It’s good to have a thought for the day, something to turn and twist like a Rubik’s cube to unlock some life pattern. Ian Hamlet gave us one in Thursday’s assembly and I’ve been turning it over ever since. Thursday’s was a reflection about identity: How do we come to the labels that we affix to ourselves? How many are put there by others? How many do we put on ourselves? And are they healthy?
No one gets to slide through the days in perfected insouciance. Everyone is aware of perceptions and labels, even those who slough them off and say they don’t matter. There is always the slight ticking, clattering, or drumbeat of anxiety-producing labels. How to avoid this? Ian asked us all to consider being the sole person on an island. Would we have a name? Would it matter? Would we be aware of skin color? Of color at all? Could we be aware of group affinity absent the group? And how would we build a sense of self without the “other” and labels?
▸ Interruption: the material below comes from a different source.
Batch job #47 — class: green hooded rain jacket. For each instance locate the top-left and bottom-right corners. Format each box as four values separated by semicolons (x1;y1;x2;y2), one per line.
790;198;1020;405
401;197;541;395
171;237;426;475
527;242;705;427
We watch labels do their damage everywhere. It has gotten so raw and tribal in politics and media that the common currency of decency has been considerably devalued. They would be amusing, these sandbox brawls, if they also weren’t so frightening, if the consequences weren’t so real. There’s a lot in the print world these days about anxiety, and much of it seems to be the result of labels, micro-tribalism and the ease of their being spread in this time of social media. It’s hard to find space out of the tribe, and the result can be anxiety, crippling anxiety, which is something that more and more schools are seeing in student populations. It’s not a vague sense of unease; it’s a debilitating emotion. Go to any wellness meeting in any school and it will be one of the top topics.
Ian’s thought of the day made me think about the Dalai Lama and The Book of Joy. At the very outset, there is that timeless question: What is the purpose of life? “To find happiness,” the Dalai Lama observes. He goes on:
Sadly, many of the things that undermine our joy and happiness, we create ourselves. Often it comes from the negative tendencies of the mind, emotional reactivity, or from our inability to appreciate and utilize the resources that exist within us. The suffering from a natural disaster we cannot control, but the suffering from our daily disasters we can. – the Dalai Lama
A thought for the day is one of the characteristics of the Proctor’s assembly, one of the ways we find common footing as community. This week, Ian’s Rubik’s cube thought may be one that helps us navigate the cluttered landscape of labels and the anxiety they produce, while also helping us find the thready markings of the happiness path the Dalai Lama points us towards.